クチの見学を一通り終えたあと,私たちが腰かけていたテーブルにガイドさんがお茶とお茶請けをもってきてくれた。皮を剥いた白い山芋のようなその食べ物はキャッサバであるという。タピオカなどの原料である。生でみたのは初めてで,当然食するのも初めてであった。黒砂糖が横に副えられており,それをつけてかじる。触感はさつまいものようだが,味はほとんど感じない。それゆえ砂糖に味を頼らなければならない。熱帯の国なのでさとうきびもよく獲れるのだろう。まさにローカルフードである。
キャッサバをつまみながら,ガイドさんに「よくこんな施設と設備でアメリカに勝ちましたね。」と話すと,日本語で「アメリカにもカタ(勝った)。フランスにもカタ(勝った)。中国にもカタ(勝った)。モンゴルにもカタ(勝った)。」と軽快に,かつ力強く,1つ1つ指折りながら彼は返した。
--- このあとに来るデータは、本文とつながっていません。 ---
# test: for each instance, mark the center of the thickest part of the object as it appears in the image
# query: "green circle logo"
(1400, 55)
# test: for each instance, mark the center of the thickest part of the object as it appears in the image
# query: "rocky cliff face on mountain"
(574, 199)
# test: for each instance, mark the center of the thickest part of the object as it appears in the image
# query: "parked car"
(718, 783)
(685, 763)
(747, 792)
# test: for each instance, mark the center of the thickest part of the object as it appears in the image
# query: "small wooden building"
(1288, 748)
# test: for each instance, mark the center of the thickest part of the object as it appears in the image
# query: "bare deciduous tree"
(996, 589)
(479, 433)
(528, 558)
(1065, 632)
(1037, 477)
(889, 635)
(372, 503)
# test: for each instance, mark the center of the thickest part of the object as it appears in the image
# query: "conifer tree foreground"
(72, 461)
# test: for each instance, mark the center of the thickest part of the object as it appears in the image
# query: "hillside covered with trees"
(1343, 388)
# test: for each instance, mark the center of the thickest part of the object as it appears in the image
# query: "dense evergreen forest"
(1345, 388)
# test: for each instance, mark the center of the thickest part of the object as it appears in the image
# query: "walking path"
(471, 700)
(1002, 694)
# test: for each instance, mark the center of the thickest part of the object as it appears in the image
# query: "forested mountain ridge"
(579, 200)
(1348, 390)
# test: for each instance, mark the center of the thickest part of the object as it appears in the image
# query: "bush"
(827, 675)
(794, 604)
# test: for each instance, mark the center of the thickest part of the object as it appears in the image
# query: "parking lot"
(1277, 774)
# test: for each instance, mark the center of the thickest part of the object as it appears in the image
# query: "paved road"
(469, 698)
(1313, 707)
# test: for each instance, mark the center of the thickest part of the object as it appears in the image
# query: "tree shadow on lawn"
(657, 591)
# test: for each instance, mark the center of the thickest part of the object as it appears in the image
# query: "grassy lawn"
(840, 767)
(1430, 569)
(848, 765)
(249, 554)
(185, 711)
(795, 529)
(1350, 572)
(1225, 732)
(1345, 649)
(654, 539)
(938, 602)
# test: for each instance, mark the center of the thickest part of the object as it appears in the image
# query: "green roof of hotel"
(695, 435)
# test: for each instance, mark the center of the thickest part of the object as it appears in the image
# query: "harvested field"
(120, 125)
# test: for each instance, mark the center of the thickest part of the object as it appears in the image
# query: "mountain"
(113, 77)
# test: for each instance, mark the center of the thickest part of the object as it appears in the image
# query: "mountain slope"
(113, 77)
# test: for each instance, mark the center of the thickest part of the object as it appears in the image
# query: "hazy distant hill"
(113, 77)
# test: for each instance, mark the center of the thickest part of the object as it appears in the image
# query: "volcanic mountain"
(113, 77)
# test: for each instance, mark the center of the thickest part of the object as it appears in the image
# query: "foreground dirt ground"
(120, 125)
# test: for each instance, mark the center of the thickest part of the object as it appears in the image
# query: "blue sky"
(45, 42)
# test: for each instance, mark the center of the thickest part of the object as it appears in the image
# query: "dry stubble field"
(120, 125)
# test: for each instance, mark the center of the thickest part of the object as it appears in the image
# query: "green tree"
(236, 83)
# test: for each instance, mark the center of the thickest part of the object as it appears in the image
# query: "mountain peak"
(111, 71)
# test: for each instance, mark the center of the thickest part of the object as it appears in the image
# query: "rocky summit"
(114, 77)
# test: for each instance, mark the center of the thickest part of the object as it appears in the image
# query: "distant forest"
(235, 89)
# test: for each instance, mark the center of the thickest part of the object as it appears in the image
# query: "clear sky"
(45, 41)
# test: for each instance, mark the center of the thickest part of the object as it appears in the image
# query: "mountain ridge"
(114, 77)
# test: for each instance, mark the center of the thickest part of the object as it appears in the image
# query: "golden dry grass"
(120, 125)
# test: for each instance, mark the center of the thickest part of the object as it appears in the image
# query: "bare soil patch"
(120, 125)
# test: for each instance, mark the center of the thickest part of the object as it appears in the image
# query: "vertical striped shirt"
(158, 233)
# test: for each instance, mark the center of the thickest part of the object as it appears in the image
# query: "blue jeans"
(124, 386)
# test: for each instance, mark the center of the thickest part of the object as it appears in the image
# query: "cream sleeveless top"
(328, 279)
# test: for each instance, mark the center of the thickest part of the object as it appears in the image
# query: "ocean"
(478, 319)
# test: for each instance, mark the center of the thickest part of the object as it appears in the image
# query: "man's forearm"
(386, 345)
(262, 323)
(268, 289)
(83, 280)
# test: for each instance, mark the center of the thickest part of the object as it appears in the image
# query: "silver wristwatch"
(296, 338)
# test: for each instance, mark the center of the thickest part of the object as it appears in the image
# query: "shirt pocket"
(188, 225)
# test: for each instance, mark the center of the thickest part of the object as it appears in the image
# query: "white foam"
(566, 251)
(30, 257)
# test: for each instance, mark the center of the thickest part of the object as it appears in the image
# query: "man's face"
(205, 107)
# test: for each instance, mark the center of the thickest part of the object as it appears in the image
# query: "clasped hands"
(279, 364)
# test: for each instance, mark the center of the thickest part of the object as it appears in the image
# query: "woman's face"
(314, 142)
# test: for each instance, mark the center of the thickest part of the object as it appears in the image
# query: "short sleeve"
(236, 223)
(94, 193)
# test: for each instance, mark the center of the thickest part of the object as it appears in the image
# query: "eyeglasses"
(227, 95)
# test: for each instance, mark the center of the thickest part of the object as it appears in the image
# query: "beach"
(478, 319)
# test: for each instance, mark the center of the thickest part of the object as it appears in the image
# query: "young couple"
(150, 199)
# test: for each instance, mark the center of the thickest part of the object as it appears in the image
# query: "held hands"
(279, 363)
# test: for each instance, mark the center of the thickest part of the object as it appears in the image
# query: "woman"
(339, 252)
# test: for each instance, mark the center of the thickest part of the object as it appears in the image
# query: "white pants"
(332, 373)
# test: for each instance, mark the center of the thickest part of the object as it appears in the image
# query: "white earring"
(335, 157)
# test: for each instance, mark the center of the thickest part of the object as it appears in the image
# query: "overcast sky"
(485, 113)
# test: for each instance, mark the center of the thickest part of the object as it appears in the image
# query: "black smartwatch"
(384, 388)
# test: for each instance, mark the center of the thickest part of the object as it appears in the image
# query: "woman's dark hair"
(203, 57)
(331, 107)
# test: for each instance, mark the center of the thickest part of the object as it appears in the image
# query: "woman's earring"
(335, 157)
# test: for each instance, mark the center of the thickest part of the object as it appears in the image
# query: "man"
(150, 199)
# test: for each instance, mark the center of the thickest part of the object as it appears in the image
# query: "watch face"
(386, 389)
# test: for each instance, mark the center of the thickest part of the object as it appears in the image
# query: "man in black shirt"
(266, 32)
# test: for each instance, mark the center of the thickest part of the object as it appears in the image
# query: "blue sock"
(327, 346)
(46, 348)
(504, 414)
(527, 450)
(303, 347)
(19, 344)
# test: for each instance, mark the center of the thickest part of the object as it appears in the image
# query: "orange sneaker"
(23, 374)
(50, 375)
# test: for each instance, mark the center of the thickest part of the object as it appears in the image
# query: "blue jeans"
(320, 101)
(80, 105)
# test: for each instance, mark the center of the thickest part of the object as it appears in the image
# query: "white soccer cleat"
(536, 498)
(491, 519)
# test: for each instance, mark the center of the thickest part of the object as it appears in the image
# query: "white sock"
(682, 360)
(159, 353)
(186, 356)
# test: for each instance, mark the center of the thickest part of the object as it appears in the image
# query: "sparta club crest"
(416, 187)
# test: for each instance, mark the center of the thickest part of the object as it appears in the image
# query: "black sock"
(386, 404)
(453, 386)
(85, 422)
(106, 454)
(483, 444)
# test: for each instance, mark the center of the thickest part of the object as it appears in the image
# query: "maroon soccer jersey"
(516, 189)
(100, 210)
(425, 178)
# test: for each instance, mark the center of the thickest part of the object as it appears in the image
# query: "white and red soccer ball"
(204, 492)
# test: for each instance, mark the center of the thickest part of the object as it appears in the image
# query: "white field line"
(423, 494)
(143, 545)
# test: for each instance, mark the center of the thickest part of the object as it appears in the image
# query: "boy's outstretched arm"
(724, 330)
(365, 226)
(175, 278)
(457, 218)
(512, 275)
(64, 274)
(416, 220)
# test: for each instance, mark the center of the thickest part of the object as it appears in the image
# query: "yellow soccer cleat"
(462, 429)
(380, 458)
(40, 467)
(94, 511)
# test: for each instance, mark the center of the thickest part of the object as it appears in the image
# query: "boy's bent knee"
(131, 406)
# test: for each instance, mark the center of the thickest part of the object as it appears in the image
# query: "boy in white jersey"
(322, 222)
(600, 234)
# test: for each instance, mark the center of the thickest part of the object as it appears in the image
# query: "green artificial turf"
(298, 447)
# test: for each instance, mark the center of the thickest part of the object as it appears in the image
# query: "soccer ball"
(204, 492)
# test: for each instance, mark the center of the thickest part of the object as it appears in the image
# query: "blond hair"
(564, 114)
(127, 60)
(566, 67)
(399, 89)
そうである。ベトナムの歴史をよく考えてみれば,この国はとてつもなく強い大帝国を相手に戦い,勝利を重ねてきたのである。ひょっとすると史上最強の国であるかもしれない。実ははじめ私は,この国でドルが当たり前のように使用されているのが,可笑しくてしかたなかった。他の発展途上国ならわかるが,ベトナムである。あれほど国民と国土をアメリカによって踏みにじられた国がである。ドルだけではない,コカ・コーラ,ケンタッキー(のちにマクドナルドも進出),そして見世物と化したM16。当然,ドイモイ政策を先頭に国際経済の中でしたたかに生きていく道を選んだこともあろうが,ベトナムにとってそれは敗者の選択ではなく,むしろ勝者の貫禄をこのガイドさんから感じるのである。
帰りのバスの時間まで少し時間があった。おあつらえ向きにハンモックが張られている場所があったので,ガイドさんは「ハンモック休憩にしましょう。」という。「ハンモック休憩?」。当然ツアーの予定に組まれていたプログラムであるはずがなく,また適当な言葉をひねり出したものである。帰りのバスの中,「現在社会主義の国は世界で五つ。中国,北朝鮮,キューバ,ラオスとベトナム」と,例によって自慢気に彼は話していた。彼は座る場所がなかったのでバスの通路に腰かけていた。どこかで拾ったらしき段ボールの切れ端を敷いていた。その一枚の紙に大きな意味があるとは思えなかったが,その話し方の豪快さの一方にある適当さやこだわり方が実に痛快であった。
別れ際,私はその彼に少しチップはずんだのだが,ニッコリと笑って受け取ったその表情が,これまた愉快であった。社会主義にドルのチップとは,猫に小判ほど理論上ありえない。社会主義市場経済なんて小難しい理屈を,この人物から一瞬で学んだ気がした。